Rusia dan Iran saling bermusuhan dengan Amerika Serikat. Mereka juga memiliki sekutu yang sama, yaitu Presiden Suriah Bashar al-Assad, yang melakukan intervensi selama perang saudara di negaranya. Pesawat-pesawat tempur Rusia membom kota-kota yang dikuasai pemberontak sementara Hizbullah bertempur sengit di darat. Rusia memiliki kepentingan strategis di Suriah, termasuk pangkalan militer dan cadangan minyak dan gas.

Untuk meredakan ketegangan dengan Israel, Moskow memanfaatkan hal ini pengaruhnya dengan Teheran untuk meyakinkan Hizbullah agar menarik diri dari perbatasan Suriah-Israel.

Levina, seorang peneliti Rusia yang berbasis di Beirut, mengatakan ada pandangan di kalangan pengamat bahwa ada kesepakatan diam-diam antara Israel dan Rusia mengenai Suriah. Dia mengutip keengganan Israel untuk menyediakan peralatan militer kepada Ukraina selama perang dengan Rusia dan menyatakan bahwa ketika Israel menyerang posisi Hizbullah di Suriah selatan – di mana pasukan Moskow hadir – “Rusia tidak melakukan apa pun, mereka hanya membiarkan mereka.”

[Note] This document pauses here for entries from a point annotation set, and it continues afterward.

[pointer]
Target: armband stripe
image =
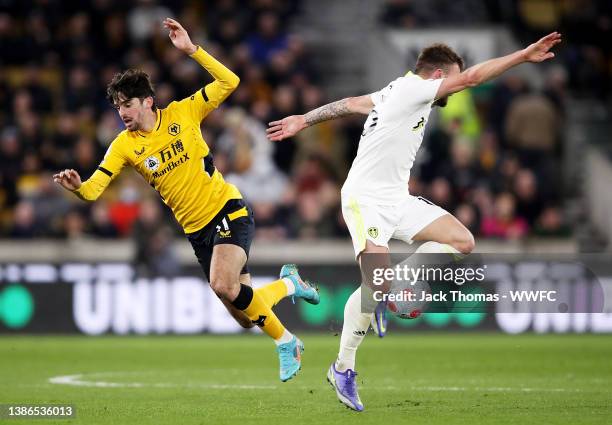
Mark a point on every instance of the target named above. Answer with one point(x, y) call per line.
point(105, 171)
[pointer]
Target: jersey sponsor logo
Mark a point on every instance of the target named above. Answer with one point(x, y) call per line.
point(174, 129)
point(171, 151)
point(420, 124)
point(171, 166)
point(152, 163)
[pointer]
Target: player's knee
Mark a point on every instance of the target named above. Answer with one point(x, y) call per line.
point(464, 241)
point(245, 322)
point(223, 288)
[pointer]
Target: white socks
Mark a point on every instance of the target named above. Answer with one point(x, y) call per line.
point(439, 248)
point(355, 327)
point(356, 323)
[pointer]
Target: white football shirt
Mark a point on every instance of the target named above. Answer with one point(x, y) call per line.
point(390, 139)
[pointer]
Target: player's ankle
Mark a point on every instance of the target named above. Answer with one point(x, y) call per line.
point(290, 286)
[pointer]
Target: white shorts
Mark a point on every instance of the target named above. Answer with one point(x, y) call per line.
point(380, 223)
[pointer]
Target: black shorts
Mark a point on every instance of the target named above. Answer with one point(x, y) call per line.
point(234, 224)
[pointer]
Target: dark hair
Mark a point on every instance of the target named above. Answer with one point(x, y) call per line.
point(131, 83)
point(437, 56)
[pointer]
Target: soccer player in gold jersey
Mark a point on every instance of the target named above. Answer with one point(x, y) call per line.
point(166, 147)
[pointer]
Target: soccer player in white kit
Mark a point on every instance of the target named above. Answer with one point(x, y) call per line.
point(376, 204)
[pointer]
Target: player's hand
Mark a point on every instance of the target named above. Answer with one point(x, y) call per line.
point(179, 36)
point(287, 127)
point(539, 51)
point(68, 179)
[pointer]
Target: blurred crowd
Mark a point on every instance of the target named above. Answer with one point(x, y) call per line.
point(492, 158)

Sejarah kompleks Rusia dengan Lebanon dan Hizbullah

Adapun di Lebanon, kepentingan Rusia agak terbatas. Pada masa Soviet, terdapat mahasiswa Lebanon, khususnya anggota Partai Komunis berdebu belajar di Universitas Patrice Lumumba di Moskow – dan banyak lagi kasih sayang sisa-sisa Rusia modern, yang diwujudkan dalam papan reklame Putin, kadang-kadang dipajang di wilayah Syiah dan Ortodoks.

“Uni Soviet sangat aktif di sini dengan partai-partai komunis dan mereka memiliki kepentingan yang sama,” kata Levina, antara lain. mengenai Palestina dan orang Armenia yang tinggal di Lebanon.

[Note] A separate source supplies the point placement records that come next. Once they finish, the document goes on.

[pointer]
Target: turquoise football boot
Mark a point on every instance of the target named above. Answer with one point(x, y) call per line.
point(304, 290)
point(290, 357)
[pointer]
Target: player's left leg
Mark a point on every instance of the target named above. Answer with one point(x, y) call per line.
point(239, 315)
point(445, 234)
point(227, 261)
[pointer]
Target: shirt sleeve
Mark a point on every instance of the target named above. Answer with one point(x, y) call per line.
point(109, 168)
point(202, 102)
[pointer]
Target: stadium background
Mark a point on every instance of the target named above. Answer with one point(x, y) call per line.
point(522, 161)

Dia mengatakan bahwa saat ini hubungan Rusia dengan Lebanon tidak begitu luas, dan jika menyangkut Hizbullah, hubungan tersebut sudah lama menjadi rumit.

Selama Perang Saudara Lebanon, yang berlangsung dari tahun 1975 hingga 1990, Hizbullah diduga menyandera tiga diplomat Soviet untuk menekan Moskow agar menggunakan pengaruhnya di Suriah guna menghentikan penembakan terhadap posisi di Tripoli. Setelah eksekusi salah satu sandera KGB tampaknya menanggapinya dengan menculik dan mengebiri seorang kerabat pemimpin Hizbullah dan memberikan perlengkapannya. Sandera yang tersisa segera dibebaskan. Akun ini belum diverifikasi secara resmi oleh Hizbullah atau Kremlin.

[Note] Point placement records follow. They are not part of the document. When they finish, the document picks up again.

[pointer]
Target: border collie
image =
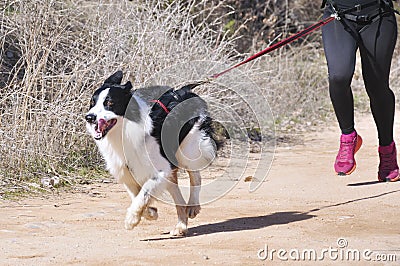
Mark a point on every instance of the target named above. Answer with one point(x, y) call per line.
point(145, 136)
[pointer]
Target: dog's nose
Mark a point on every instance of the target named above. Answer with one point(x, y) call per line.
point(90, 118)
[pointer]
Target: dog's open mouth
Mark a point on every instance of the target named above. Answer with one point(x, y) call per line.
point(102, 128)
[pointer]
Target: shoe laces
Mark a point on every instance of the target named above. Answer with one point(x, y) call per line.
point(346, 150)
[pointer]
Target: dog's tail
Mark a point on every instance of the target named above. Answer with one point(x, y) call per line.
point(187, 89)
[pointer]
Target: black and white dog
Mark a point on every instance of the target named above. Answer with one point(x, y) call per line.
point(145, 135)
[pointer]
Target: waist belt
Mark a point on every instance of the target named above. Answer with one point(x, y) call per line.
point(365, 18)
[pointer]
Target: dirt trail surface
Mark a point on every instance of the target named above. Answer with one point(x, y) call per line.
point(301, 206)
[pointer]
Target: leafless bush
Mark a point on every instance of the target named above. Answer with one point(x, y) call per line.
point(54, 54)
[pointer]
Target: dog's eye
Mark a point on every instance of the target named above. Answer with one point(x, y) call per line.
point(108, 103)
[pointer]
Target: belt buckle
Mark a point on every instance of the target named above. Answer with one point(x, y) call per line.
point(363, 18)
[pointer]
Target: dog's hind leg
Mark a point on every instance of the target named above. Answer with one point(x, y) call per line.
point(193, 207)
point(140, 201)
point(180, 204)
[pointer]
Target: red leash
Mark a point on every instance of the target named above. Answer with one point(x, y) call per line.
point(279, 44)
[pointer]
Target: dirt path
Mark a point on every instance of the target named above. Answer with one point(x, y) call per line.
point(301, 207)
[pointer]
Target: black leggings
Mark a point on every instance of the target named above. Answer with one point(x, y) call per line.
point(378, 40)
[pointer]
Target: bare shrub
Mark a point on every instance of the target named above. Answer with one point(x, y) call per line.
point(54, 54)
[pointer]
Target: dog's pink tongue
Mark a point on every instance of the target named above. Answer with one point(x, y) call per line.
point(101, 125)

Faktanya, sekutu-sekutu tersebut masih belum terlalu dekat, tetapi mereka memang dekat tegangan yang dilaporkan karena kehadiran Hizbullah yang terus berlanjut di Suriah.

Pada hari Kamis, sebuah pesawat penyelamat Rusia mengevakuasi 60 anggota keluarga staf diplomatik dari Lebanon, namun lebih dari 3.000 warga Rusia masih berada di negara tersebut. Pesawat yang sama mengirimkan 33 ton bantuan kemanusiaan, termasuk makanan, pasokan medis, dan generator listrik. Evakuasi lebih lanjut mungkin terjadi.

Sementara itu, Levina berharap Hizbullah akan menghambat kemajuan Israel.

“Ini jelas sangat tidak menyenangkan, tapi invasi darat, saya berani mengatakannya, merupakan kabar baik karena ini adalah ketiga kalinya Israel melakukan kesalahan ini,” katanya, mengacu pada invasi dan pendudukan Israel di Lebanon pada tahun 1982 dan perang tahun 2006.

“Dan mereka tidak belajar sama sekali.”